“The world always makes sense; we just don’t understand it.”
-Adam Robinson
This morning, on my way to work I was listening to Tim Ferriss podcast titled “Becoming the Best Version of You” with three great guests: Josh Waitzkin, Ramit Sethi, and Adam Robinson.
Josh and Ramit were both familiar to me, but Adam Robinson had somehow missed my radar and he is the one that really got my attention when cruising through snowy streets of Tallinn.
His thoughts on when someone says “…does not make sense” are just brilliant:
One of the key things to investing …and I think this is a life truism, is to be aware when you hear a voice in your head that says, and you usually squint your eyes or you’ll hear someone say the following words: it doesn’t make sense. And that’s always a sign of something really powerful.
So if somebody says to me “it doesn’t make any sense why gold keeps going lower, I know that its got a lot lower to go, because what that person just said, in saying it doesn’t make any sense is, this person has a dozen logical reasons why gold ought to be going higher and it is going lower and he says that does not make sense. But the world always makes sense. What does not make sense is his model and this applies in life.
In June about a year ago, Donald Trump announced his candidacy and one of the first things he said that we are putting up a wall and they are gonna pay for it and his numbers shot up in the polls. And somebody said to me and I heard pundits say on TV “that doesn’t make any sense”, and I thought oh my god. But that’s precisely it, it means it is going higher. If a stock goes up and there is no rational reason, it means there is some X factor that you have not considered, cos it makes total sense now in retrospect. But then it didn’t. So whenever you hear someone say something does not make sense…
…I was talking to Sam Zell, a great real estate investor, and all he does, he reads the newspaper and all he’s looking for are things that don’t make sense. So I said, “Give me an example, Sam.” And he says, “Okay.
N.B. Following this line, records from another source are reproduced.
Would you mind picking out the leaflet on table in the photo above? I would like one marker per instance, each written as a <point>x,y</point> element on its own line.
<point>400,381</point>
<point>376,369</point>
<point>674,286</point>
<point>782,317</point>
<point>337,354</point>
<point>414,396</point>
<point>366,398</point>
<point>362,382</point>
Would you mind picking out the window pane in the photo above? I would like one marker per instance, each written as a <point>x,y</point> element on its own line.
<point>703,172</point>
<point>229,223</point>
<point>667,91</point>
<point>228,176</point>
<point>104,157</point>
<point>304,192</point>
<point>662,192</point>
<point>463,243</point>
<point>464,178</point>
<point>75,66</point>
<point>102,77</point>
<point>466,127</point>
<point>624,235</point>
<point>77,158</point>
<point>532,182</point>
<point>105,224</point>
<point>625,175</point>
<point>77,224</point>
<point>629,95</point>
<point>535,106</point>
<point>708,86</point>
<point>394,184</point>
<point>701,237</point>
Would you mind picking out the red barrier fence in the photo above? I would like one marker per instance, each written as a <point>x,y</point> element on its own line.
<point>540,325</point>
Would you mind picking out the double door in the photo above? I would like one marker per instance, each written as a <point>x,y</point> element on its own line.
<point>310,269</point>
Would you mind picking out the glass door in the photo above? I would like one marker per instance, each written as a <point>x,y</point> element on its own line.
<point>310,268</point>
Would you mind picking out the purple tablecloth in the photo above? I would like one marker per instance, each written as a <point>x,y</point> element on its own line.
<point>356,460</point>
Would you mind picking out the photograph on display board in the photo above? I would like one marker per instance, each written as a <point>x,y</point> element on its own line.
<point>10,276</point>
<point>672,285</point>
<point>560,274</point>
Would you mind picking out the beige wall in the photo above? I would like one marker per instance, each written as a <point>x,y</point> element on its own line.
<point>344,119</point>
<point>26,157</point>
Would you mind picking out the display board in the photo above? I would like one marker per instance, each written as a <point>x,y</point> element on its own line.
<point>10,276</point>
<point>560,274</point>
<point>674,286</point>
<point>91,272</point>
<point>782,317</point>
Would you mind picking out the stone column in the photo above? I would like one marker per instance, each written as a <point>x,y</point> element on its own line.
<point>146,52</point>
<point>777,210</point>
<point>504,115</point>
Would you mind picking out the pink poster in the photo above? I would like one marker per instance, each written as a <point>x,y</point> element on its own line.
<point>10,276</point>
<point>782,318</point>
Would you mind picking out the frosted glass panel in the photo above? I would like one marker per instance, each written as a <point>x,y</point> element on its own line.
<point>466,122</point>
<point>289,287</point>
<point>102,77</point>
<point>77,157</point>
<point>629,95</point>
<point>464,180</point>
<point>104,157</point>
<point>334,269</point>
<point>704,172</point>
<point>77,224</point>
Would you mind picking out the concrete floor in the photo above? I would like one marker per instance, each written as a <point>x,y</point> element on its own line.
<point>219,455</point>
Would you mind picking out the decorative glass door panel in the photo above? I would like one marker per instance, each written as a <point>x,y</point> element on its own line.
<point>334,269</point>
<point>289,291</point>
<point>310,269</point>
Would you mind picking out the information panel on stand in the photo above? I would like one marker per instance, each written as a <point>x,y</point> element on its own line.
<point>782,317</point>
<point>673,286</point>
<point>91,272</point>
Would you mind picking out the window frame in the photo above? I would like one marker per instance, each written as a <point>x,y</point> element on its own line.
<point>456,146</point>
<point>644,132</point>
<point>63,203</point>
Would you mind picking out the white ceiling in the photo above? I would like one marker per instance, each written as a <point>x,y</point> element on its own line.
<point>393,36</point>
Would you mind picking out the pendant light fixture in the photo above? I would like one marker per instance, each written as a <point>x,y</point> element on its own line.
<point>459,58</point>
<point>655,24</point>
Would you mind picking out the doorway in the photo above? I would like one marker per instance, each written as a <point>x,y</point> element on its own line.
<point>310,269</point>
I’m reading the newspaper and I see that there’s a Starbucks that’s just opened up (this is like 15-20 years ago) in Mongolia.” And he thinks to himself, “Mongolia? I thought they drink tea. What’s with that?” He’s so curious about this because it makes no sense that he takes his private jet, flies to Mongolia, and he discovers that they’ve started mining. This was the beginning of the big China infrastructure build. And the only reason he knew about it was that “it didn’t make any sense.”
So I’m telling you that’s the key thing. People stumble on these ideas and they dismiss them. They go, “Eh, that doesn’t make any sense.” But I’m telling you that’s where the gold mine is; things that don’t make sense. That’s all I pay attention to now.
There is so much, that we individually and collectively, see as something that doesn’t make ( at times we also add ANY) sense, while the reality is that everything makes sense, very often in retrospect.
Everything that is happening, is the result of something that took place before. If we understand better all the details, different models, patterns, have an open mind, then things start to make sense, even if we find them unpleasant, like perhaps the result of US presidential election, loosing money on a dropping stock, health problems… etc.
I have also learned over the years from my own experiences and other people around me, that fear plays a big role in it also. At times it seems easier to say: it doesn’t make sense, rather than face it all, learn and grow from it…
“We don’t see things as they are, we see them as we are.”